Thome stood 6-foot-4, loped around with a goofy grin plastered to his face and spoke as if his words were made of molasses and just wanted to take their sweet old time pouring out of his mouth. A proud and unabashed country boy, a lumberjack in a baseball uniform, Thome looked and sounded like someone from the past, which made the truth about him such a fascinating contradiction: He foretold baseball’s future.

More than one-third of plate appearances today end in a home run, walk or strikeout, the highest ratio in the game’s history. Long before baseball turned into a playground for the so-called Three True Outcomes, Thome was making a career out of them. Only Reggie Jackson struck out more times than Thome’s 2,548. He walked in 1,747 plate appearances, more than anyone but Barry Bonds, Rickey Henderson, Babe Ruth, Ted Williams, Joe Morgan and Carl Yastrzemski. The seven who hit more home runs than his 612 are equally impressive: Bonds, Henry Aaron, Ruth, Alex Rodriguez, Willie Mays, Albert Pujols and Ken Griffey Jr.

Altogether, Thome’s 4,907 homers, walks and strikeouts comprise 47.58 percent of his plate appearances. The appreciation for his skills never materialized in MVP voting (Thome’s best finish was fourth) or All-Star Game appearances (just five). Even though the strikeouts were the collateral damage of an approach that allowed Thome to draw copious walks and shame pitchers with tape-measure homers, the stain of them was palpable during his prime. Strikeouts for hitters were bad.

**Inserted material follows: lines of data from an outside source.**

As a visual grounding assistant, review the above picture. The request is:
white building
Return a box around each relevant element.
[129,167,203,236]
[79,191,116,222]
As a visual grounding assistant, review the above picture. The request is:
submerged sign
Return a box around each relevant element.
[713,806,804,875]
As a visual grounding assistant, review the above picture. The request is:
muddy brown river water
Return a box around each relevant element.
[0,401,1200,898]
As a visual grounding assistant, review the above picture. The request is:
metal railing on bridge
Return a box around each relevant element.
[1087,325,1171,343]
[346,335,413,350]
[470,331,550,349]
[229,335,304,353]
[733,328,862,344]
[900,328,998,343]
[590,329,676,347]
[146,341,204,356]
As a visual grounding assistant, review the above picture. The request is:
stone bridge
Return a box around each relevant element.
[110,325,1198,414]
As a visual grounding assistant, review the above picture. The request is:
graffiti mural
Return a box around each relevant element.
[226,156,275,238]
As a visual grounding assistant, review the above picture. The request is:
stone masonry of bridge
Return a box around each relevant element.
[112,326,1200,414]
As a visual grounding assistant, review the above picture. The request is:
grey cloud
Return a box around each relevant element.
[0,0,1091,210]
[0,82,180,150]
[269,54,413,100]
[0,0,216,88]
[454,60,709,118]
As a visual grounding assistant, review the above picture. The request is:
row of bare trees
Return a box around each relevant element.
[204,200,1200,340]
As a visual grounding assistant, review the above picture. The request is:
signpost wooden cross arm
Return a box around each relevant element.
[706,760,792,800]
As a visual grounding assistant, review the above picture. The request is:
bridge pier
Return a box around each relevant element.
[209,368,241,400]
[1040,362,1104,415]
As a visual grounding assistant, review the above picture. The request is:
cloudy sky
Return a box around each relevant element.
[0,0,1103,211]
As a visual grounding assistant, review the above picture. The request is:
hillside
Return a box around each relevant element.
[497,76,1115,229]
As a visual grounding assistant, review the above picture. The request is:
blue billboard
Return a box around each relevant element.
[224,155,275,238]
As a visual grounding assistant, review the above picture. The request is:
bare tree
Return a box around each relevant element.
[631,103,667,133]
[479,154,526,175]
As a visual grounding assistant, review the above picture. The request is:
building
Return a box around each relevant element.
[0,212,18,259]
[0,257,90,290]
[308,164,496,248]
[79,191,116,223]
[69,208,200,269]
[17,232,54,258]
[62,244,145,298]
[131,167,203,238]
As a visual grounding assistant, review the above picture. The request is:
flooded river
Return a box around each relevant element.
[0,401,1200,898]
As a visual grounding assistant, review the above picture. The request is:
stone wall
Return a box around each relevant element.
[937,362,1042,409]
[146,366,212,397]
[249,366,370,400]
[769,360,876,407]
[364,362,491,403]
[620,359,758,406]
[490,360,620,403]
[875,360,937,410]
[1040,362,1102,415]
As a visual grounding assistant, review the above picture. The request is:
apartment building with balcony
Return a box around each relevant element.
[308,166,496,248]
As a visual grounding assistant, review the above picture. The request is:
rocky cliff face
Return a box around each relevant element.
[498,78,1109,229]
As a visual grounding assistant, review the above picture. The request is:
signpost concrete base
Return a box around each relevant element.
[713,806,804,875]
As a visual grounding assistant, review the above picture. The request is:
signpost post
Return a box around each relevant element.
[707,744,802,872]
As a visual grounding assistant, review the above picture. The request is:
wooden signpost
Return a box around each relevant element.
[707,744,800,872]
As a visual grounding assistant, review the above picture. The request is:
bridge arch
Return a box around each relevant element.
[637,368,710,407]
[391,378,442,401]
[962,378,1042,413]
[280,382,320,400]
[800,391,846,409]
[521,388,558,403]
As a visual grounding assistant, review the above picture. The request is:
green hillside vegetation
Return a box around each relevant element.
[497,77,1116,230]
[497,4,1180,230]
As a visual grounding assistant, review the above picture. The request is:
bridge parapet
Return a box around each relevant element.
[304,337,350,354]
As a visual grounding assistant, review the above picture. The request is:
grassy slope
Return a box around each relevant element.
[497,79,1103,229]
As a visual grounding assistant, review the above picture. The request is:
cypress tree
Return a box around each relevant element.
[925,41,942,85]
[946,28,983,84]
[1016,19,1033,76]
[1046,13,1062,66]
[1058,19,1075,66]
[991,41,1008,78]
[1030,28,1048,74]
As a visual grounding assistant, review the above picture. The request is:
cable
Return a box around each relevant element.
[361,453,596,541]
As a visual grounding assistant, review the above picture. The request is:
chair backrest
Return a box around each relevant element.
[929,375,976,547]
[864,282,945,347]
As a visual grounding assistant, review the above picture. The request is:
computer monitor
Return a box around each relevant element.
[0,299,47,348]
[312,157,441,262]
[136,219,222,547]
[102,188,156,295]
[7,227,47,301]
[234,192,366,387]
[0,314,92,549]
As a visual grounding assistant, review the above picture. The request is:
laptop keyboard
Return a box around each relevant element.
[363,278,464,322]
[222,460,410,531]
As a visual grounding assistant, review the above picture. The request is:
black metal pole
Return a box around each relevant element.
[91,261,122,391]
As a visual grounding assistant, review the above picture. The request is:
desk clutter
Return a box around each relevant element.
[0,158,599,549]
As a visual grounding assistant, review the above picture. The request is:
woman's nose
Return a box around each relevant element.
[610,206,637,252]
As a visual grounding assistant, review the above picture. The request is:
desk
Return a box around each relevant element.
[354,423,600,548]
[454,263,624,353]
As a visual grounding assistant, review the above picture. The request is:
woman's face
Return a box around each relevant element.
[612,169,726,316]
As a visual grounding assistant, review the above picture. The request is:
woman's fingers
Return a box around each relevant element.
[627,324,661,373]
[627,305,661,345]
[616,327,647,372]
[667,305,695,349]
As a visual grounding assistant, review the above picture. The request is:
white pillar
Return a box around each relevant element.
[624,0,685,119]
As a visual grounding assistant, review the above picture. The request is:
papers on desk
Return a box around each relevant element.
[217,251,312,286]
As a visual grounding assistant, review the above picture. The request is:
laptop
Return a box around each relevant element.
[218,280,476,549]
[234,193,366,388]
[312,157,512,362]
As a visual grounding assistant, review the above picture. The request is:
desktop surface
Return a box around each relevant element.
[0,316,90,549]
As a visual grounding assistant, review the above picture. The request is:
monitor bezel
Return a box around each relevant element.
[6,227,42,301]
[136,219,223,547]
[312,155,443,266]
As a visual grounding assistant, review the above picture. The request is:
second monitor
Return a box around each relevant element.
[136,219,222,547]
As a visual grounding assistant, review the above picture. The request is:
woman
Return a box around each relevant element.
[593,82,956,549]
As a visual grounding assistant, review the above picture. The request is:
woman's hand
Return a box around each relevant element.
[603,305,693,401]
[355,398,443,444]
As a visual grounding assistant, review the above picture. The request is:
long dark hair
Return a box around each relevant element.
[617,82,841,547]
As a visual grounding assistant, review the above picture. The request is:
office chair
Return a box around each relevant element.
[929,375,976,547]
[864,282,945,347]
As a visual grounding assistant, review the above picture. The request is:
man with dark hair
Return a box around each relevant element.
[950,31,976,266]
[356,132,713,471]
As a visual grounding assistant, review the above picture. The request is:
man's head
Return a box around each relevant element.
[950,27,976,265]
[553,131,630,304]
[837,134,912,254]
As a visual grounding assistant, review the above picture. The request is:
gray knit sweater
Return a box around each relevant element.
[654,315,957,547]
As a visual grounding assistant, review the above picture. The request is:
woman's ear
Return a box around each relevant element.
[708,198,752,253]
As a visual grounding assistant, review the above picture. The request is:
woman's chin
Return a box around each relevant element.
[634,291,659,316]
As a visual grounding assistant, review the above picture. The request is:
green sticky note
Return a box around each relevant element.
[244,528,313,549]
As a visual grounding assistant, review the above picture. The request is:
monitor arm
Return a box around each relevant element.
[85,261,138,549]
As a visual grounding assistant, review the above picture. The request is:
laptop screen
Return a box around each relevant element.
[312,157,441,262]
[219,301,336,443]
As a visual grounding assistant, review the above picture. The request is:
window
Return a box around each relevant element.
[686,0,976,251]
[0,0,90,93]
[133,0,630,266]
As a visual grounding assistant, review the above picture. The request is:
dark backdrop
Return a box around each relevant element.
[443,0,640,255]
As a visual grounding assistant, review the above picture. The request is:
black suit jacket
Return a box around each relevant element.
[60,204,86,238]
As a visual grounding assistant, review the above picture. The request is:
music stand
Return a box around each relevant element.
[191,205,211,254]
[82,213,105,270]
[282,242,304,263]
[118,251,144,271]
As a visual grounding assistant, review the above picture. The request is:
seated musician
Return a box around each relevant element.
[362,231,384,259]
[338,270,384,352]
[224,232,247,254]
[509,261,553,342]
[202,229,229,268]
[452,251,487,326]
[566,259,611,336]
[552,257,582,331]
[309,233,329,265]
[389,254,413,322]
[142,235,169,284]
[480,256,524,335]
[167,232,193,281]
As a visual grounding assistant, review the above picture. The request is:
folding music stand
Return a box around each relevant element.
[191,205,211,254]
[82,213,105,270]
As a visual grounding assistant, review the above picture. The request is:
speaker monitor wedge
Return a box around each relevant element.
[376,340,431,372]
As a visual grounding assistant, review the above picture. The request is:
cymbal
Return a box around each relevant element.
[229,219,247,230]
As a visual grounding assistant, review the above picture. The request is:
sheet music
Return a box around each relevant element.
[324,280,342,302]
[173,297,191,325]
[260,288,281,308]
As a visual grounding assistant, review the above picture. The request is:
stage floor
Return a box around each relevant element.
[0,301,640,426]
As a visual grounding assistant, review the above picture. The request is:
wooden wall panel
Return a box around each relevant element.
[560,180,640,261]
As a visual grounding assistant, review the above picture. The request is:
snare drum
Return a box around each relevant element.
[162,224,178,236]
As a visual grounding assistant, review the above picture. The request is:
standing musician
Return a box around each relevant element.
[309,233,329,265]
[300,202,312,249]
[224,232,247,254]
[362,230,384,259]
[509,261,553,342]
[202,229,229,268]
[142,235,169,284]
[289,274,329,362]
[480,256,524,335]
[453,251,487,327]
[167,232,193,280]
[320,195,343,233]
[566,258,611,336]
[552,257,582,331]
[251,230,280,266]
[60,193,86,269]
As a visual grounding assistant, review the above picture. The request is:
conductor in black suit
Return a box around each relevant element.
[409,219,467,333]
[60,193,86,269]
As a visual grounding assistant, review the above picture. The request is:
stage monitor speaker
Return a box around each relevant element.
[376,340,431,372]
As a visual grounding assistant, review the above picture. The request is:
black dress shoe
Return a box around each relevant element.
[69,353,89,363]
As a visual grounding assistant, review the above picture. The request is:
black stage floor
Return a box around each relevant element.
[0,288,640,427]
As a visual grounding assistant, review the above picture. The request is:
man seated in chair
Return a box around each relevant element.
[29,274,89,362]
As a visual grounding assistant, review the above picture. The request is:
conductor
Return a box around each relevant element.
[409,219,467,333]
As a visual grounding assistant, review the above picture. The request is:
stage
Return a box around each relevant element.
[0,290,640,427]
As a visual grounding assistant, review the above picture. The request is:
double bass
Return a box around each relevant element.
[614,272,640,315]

They still are, of course, and yet now the game appreciates that a strikeout machine can be a legitimate MVP candidate or a perennial All-Star. It also has evolved to deal with those who aspire to be like Thome, left-handed power hitters predisposed to pulling the ball. If Thome were playing today, with an extreme shift greeting him before every plate appearance, perhaps the trajectory of his career would have changed.

Instead, the full breadth of Thome was on display, and it was a magnificent tableau of brute strength. He arrived in Cleveland just after his 21st birthday, a skinny third baseman with the ability to leverage a herculean swing. His body filled out, he moved across the diamond, but Thome never really changed, his eye keen, his propensity to loose balls to all fields palpable, his insouciance defining.

Kids all around Cleveland wore their socks high because Thome did. When he left for Philadelphia, he was the last vestige of those incredible 1990s Indians, the most talented group never to win a World Series. Him and Manny Ramirez and Albert Belle and Kenny Lofton and Carlos Baerga – there was an unmatched dynamism to those teams, a sense that they, too, were the archetypal homegrown core that so many others in the next two decades would try to emulate.

Thome made his mark in Philadelphia, continued crushing in Chicago, had a renaissance in Minnesota and through his 42nd birthday remained productive, ever capable of taking a walk and mashing a tater. He retired before the hallmarks of his game led to something of an existential crisis in the sport, where the powers that be wonder if there are too many strikeouts, too few balls in play, too languid a pace to capture the casual fan. It’s a reasonable concern. Plummeting attendance may not be entirely attributable to it, but denying it’s a part of the problem would be foolish.

The future that Jim Thome’s success prophesied is now the present, and that Thome emerges from it still sparkling speaks to his wonder. For the all-around splendor of Chipper Jones, the fast-twitch mastery of Vladimir Guerrero and the dead-bird changeup of Trevor Hoffman – his Hall classmates – Jim Thome’s greatest feat was imbuing a sense of enormity into all he did.

He smiled big. He laughed big. He swung big. He missed big. And when he hit big, as Don Wengert and plenty of his ilk can attest, the ball flew so big it would make you want to capitalize the letters in Home Run.